I first began reading The Lord of the Rings forty years ago this summer. It took hold of me in a powerful way. I read, and re-read, and then re-re-read it, many times. I could not at first find The Hobbit for sale in our little town, but there was a copy at our local library: an old, hardbound copy with Tolkien's original text in it (with the very different Riddle Game between Bilbo and Gollum).
Those who know LOTR only through the movies -- or worse, in a reflection produced by the mirror of later fantasy lit and role-playing games -- may love this work, but they often don't understand it. To understand Tolkien, you have to understand a lot about his linguistic passion. When he said the sources of inspiration for his work were "fundamentally linguistic" he wasn't kidding. Tolkien's stories grew out of everything he knew and loved in Old English and Middle English literature.

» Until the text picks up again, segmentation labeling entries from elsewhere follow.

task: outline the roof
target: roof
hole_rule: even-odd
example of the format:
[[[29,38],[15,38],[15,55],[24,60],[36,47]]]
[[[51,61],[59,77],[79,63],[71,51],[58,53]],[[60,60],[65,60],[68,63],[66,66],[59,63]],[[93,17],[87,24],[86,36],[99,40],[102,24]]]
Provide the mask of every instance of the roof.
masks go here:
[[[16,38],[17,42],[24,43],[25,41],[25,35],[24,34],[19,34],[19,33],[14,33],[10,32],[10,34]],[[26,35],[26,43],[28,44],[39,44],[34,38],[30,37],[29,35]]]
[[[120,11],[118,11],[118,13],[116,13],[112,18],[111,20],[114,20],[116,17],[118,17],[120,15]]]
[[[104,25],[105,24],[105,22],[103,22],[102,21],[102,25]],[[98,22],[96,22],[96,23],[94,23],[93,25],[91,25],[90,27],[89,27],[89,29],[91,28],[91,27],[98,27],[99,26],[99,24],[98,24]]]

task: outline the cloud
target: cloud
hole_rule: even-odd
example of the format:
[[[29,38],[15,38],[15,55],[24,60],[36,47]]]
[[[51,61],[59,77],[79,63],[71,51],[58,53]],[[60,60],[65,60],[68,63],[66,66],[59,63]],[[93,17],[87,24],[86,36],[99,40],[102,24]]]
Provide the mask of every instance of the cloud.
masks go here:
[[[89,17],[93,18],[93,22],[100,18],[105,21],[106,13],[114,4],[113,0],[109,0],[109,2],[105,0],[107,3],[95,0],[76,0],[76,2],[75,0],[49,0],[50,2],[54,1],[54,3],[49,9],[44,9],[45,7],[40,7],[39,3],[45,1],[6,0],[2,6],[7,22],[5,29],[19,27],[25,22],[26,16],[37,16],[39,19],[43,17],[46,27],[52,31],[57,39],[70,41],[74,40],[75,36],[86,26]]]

This is why I have not ever actually watched the movies and why I avoid most of the commentary -- not because I am a purist, or cannot bear to see this treated uncanonically (shoot, Tolkien himself often could not settle on a canonical version of some of his stuff) -- but because I see so many people greedily grabbing at what they barely understand to make something else out of it. It's like the bozos who made a new version of Messiah -- to make it more "accessible" to modern musical taste. Ugh. To "correct" or "improve" or even "update" an artist requires one to be an artist of almost the same caliber -- and certainly, it depends not only upon one's skill as an artist, but upon one correctly understanding the intent of the original artist.